I can’t pinpoint the first time I watched The Crystal Maze but it was probably before the turn of the century and I was, to an extent, terrified of it. A creepy fortune telling woman, people getting locked in small rooms for either failing some pretty basic challenges or failing at games tantamount to torture and Richard O’Brien all probably contributed to this.
But minor peril never really hurt anyone and thus, The Crystal Maze became my entertainment of choice when I was ill and off school right up until the very moment the Playstation 2 arrived in my life.
For anyone that doesn’t know, all five of you, The Crystal Maze was a loose copy of French show Fort Boyard in which contestants with very bad hair and in primary colour jumpsuits undertook a series of challenges in four different themed ‘worlds’ to win crystals. The challenges the contestants faced fell into four classifications; physical, mental, skill or mystery with sexism dictating male contestants often took the physical games and inevitably failing at them.
The number of crystals that the contestants won contributed to how long they would have in giant crystal filled with pieces of gold and silver paper; the show’s finale. If they grabbed enough of these pieces of paper in the allocated time, they won a prize ‘of a lifetime’ which was non-transferable for cash, I think. Not that it mattered of course, more humans have been on the moon than won The Crystal Maze.
At its peak, the show received up to 6 million viewers on Channel 4 and was the channel’s most popular programme, achieving cult status particularly among the student demographic, unsurprisingly.
Despite the innovative games, for my money, the two real joys of the show were the set and original host Richard O’Brien.
The maze was purpose-built in an aircraft hangar in Essex for £250,000 and the attention to detail and the quality of the production values were stunning, even to my youthful eyes. The dank squalor of the “Ocean” world contrasted so much with the open, bright “Aztec” world as to make them look like different planets, not a mere couple of feet apart. The haunting dungeon of the “Medieval” world was where the money was best spent with numerous genuine-looking props, eerie lighting and a constant supply of dry ice simultaneously produced a homely yet chilling effect.
It’s a wonder why the set piece for the finale looked so budget; a biosphere looking structure filled with fans at the bottom and lots of pieces of foil that, according to Wikipedia, took a lot of experimentation to perfect.
As I was saying before I went off on an inevitable tangent, O’Brien was the other main attraction. The writer of The Rocky Horror Show (yes really) was cast as a host and a bizarre host he was too. He was like a cool version of Dr Evil but more mad. His ‘character’ sounded as if he had been stranded in the maze for as long as he could remember (he had made the ‘Medieval’ world into his home where he lived with his ‘Mumsie’) and despite being a guide to the contestants, he wouldn’t hold back from putting them down witheringly.

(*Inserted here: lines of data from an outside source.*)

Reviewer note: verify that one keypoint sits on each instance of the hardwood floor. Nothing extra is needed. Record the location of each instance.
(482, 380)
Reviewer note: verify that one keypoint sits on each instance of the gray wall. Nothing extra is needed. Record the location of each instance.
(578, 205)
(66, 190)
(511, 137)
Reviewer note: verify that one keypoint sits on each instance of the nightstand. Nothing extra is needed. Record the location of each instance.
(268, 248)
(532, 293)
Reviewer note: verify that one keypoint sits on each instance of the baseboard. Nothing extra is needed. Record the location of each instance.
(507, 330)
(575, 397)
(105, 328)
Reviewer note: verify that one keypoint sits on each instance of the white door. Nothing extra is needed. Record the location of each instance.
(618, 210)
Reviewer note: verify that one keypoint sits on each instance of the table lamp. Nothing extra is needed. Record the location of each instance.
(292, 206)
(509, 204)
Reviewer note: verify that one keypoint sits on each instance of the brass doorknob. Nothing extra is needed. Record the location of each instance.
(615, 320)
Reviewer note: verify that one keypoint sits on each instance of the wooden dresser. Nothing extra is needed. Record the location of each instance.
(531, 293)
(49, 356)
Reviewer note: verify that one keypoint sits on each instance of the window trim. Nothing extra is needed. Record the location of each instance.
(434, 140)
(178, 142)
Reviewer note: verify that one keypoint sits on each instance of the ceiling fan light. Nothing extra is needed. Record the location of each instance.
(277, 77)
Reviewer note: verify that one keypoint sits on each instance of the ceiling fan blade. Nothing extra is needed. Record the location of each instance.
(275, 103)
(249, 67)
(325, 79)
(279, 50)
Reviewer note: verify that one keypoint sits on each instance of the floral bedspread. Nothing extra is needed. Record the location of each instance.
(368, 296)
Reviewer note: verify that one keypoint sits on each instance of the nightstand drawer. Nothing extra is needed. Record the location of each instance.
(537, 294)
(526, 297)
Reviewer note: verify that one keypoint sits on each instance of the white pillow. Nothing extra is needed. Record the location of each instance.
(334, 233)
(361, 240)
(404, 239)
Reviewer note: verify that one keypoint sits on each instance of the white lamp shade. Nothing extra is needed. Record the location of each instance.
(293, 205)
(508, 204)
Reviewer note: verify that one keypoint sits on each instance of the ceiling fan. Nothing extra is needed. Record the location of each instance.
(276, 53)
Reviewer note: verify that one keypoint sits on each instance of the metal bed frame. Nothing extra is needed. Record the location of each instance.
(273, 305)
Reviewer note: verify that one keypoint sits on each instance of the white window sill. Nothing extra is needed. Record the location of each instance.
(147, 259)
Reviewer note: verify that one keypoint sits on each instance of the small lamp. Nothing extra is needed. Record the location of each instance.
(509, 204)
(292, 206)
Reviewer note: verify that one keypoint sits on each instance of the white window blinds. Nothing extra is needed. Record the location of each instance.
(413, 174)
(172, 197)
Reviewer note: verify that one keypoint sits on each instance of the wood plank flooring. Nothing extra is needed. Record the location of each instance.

His seemingly random monologues to the camera and eccentric dress sense only added to the depth of his endearingly odd character. Oh, and every now and then he would start playing his harmonica. For no apparent reason other than he just could.
O’Brien left the show in 1993 and despite his successor, Edward Tudor-Jones (a cross between Dylan Moran and a rejected Doctor Who costume) adding his own brand of oddness to the show, he was no O’Brien as was reflected in the gradual diminishing in audience figures The Maze garnered, resulting in the show’s cancellation in 1995 after six series on Channel 4.
Its legacy can be seen anytime you put on terrestrial TV on a Saturday night with shows such as The Cube, Ant and Dec’s Push the Button and Total Wipeout to name but three all tracing their lineage back to The Crystal Maze’s combination of physical and mental challenges and host’s who either encourage or take the piss out of the contestants (sometimes both). One just needs to see the opening to the first ever episode to see elements of all the shows outlined above in evidence.
Clearly, its legacy is a lot less impressive than it should be but as is the way with trailblazers; the knock-offs will never be as original nor as compelling nor as innovative as they are just that, knock offs.
For one last thought, ITV were rumoured to be planning a remake of the show at the beginning of last year. For reasons no one can ever possibly explain, the host was to be Amanda Holden. The plans were shelved. The world breathed the biggest sigh of relief since VE Day.